Solar PV prices are expected to come under upward pressure from April, with businesses in the UK being warned that delaying projects could leave them facing higher panel costs and longer lead times.

At the heart of the change is a policy shift in China, which dominates global solar manufacturing. Beijing has confirmed that the 9% VAT export rebate for photovoltaic products will be removed from April 1, 2026, while export rebates for battery products will be cut from 9% to 6% before being withdrawn altogether from January 1, 2027. The move follows an earlier reduction from 13% to 9% in late 2024, and is widely seen as an attempt to curb aggressive price competition and stabilise export pricing.
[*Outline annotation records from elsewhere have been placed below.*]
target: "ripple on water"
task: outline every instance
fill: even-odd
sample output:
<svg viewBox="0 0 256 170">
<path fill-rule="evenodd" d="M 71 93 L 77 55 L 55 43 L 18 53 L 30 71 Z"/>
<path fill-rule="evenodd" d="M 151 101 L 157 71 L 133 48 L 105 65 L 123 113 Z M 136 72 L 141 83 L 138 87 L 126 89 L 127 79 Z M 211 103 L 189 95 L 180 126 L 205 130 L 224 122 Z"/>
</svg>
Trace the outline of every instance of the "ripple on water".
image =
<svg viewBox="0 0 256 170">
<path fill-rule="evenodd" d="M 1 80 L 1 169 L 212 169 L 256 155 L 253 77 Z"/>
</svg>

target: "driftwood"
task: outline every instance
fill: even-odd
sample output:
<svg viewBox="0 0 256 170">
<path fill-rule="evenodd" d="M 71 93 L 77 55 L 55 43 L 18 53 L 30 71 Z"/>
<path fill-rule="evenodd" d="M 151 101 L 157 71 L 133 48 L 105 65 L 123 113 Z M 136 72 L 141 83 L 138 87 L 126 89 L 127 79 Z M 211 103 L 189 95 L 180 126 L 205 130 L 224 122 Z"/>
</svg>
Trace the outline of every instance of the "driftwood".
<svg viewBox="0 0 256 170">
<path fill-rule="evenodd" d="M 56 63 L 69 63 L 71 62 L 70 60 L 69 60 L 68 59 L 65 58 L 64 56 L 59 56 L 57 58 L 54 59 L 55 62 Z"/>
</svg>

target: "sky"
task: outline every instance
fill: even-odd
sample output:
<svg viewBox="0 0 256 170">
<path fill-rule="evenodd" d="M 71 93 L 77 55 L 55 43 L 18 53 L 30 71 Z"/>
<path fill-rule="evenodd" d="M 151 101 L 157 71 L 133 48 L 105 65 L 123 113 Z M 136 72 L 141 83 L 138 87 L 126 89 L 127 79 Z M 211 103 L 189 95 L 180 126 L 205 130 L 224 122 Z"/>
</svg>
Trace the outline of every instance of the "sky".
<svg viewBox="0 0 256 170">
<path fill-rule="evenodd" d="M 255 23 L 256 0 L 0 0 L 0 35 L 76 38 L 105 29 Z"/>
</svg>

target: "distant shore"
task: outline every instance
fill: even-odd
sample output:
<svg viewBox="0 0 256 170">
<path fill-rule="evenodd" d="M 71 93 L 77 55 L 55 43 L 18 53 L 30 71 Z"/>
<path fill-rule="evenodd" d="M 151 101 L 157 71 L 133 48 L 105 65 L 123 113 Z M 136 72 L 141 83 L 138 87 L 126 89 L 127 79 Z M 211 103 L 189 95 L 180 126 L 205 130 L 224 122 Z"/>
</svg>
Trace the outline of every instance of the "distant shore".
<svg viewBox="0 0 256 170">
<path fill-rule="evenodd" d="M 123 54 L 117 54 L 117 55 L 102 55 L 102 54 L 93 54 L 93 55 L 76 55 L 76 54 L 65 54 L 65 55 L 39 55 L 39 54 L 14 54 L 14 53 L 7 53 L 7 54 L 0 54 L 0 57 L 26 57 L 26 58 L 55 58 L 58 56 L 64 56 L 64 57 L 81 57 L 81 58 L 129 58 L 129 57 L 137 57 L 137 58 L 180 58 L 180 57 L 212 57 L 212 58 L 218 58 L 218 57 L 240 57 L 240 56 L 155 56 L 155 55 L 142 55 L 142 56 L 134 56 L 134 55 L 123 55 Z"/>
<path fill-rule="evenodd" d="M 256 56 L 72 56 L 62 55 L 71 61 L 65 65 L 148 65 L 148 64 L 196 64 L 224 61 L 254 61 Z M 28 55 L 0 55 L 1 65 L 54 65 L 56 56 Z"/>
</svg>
It’s suggested that the policy change has already triggered a rush from overseas customers trying to secure supply before the April deadline, creating tighter near-term availability and pushing module prices upwards. In fact, in the first half of 2026, it’s expected that the cost of manufacturing Chinese panels will increase – although that is thought to only be in the short-term, with prices expected to come back down later this year.
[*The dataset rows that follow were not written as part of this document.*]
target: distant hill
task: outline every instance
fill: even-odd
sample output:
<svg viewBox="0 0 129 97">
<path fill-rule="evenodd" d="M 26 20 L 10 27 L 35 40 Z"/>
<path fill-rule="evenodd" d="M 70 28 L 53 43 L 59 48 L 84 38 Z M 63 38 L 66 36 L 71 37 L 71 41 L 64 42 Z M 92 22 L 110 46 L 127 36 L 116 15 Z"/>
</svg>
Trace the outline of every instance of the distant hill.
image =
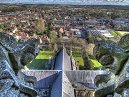
<svg viewBox="0 0 129 97">
<path fill-rule="evenodd" d="M 0 0 L 10 4 L 129 5 L 129 0 Z"/>
</svg>

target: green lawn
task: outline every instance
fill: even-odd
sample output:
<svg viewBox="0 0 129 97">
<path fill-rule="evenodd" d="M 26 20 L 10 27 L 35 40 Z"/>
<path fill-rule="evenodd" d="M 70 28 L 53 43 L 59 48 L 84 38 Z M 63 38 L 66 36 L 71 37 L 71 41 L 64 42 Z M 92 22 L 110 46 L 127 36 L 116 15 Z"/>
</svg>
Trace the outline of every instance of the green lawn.
<svg viewBox="0 0 129 97">
<path fill-rule="evenodd" d="M 29 69 L 43 70 L 45 69 L 45 62 L 52 56 L 54 56 L 54 52 L 52 51 L 40 51 L 37 57 L 27 67 Z"/>
<path fill-rule="evenodd" d="M 83 58 L 79 52 L 73 52 L 72 55 L 73 55 L 73 57 L 76 60 L 78 65 L 84 66 Z"/>
</svg>

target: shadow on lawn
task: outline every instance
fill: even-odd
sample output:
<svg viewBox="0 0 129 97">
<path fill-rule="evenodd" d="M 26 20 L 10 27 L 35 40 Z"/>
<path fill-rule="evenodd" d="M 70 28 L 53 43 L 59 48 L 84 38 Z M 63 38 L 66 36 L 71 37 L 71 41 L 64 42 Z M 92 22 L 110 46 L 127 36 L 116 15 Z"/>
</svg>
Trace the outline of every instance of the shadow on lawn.
<svg viewBox="0 0 129 97">
<path fill-rule="evenodd" d="M 45 63 L 48 59 L 34 59 L 31 63 L 27 65 L 29 69 L 35 70 L 45 70 Z"/>
</svg>

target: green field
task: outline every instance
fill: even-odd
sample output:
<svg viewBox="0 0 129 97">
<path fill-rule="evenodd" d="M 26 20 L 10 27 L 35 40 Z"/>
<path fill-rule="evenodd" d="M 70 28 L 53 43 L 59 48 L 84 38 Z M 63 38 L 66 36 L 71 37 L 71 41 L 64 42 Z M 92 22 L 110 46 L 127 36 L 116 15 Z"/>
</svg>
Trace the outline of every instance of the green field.
<svg viewBox="0 0 129 97">
<path fill-rule="evenodd" d="M 79 52 L 74 51 L 72 53 L 72 55 L 73 55 L 73 57 L 76 60 L 78 65 L 84 66 L 84 61 L 83 61 L 82 55 Z"/>
<path fill-rule="evenodd" d="M 27 65 L 29 69 L 43 70 L 45 69 L 45 62 L 49 57 L 53 57 L 54 52 L 52 51 L 40 51 L 37 57 Z"/>
</svg>

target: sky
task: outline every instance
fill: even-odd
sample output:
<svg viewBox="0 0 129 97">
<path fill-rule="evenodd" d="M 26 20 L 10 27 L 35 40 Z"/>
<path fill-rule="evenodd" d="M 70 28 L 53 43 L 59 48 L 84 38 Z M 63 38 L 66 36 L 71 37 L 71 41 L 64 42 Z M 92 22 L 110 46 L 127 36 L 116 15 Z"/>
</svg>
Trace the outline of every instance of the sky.
<svg viewBox="0 0 129 97">
<path fill-rule="evenodd" d="M 0 3 L 129 5 L 129 0 L 0 0 Z"/>
</svg>

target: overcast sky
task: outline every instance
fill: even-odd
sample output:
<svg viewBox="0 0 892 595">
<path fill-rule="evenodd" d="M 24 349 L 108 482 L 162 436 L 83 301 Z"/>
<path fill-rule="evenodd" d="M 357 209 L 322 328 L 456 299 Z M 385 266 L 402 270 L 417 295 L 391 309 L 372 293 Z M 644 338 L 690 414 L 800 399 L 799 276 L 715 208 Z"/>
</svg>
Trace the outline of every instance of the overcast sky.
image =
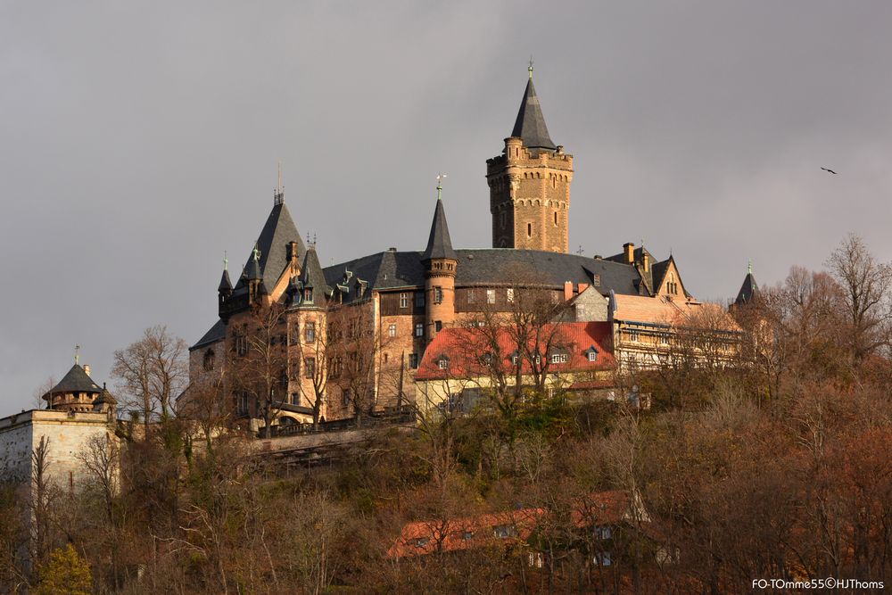
<svg viewBox="0 0 892 595">
<path fill-rule="evenodd" d="M 440 170 L 454 245 L 490 246 L 530 54 L 573 252 L 643 239 L 723 300 L 848 232 L 890 260 L 890 31 L 887 0 L 0 0 L 0 416 L 76 344 L 101 383 L 146 326 L 197 340 L 278 161 L 324 266 L 424 249 Z"/>
</svg>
While manufacturing costs are expected to level out, don’t expect them to hit rock bottom prices. That’s because manufacturers are still having to contend with sharply higher prices on some key components – especially silver. This time last year, silver was trading at around £25 per ounce. That price now stands at £64 per ounce, with prices continuing to fluctuate due to huge demand – with silver used in everything from EVs to nuclear control rods and even the GPUs used in data centres. 

Previously polysilicon was the single largest cost component in solar modules, but that’s no longer the case. In fact, polysilicon prices have been on a downward trend recently, with reports suggesting steep declines in recent months. That has led to silver accounting for a larger share of the cost of solar PV panels, with it said to now sit at around 16-17% of the total cost of manufacturing a panel. 

For businesses weighing up an installation, that creates a complicated picture. Solar may still make financial sense over the long term, particularly for firms looking to reduce exposure to volatile electricity prices, but procurement timing is suddenly becoming much more important. A project that looked comfortably within budget at the start of the year could now face revised hardware costs if orders slip beyond March.

Joanne Skinner, Commercial Director of Fusion 360, commented, “Commercial, industrial, housing and public sectors looking to invest in solar energy are best to act now. Delaying projects could mean paying more for panels, incurring longer lead times and potentially disrupting any sustainability targets for your business”.

Fusion 360 said it has been working with its customers to secure hardware ahead of the anticipated increase, reflecting a wider market effort to bring orders forward before the rebate changes take effect.

“These price rises have been anticipated for some time, so we’ve been proactively working with businesses to help them secure the hardware required for their solar energy systems. Until April, we’re able to offer the opportunity to lock in better pricing, guarantee availability and ensure their solar panels are delivered and installed on time,” Skinner added.

The battery side of the market may also become more relevant in the months ahead. While the immediate focus is on PV modules, the reduction and eventual removal of Chinese battery export rebates could also affect the economics of solar-plus-storage projects, particularly as more businesses look beyond generation and towards resilience, self-consumption and flexibility.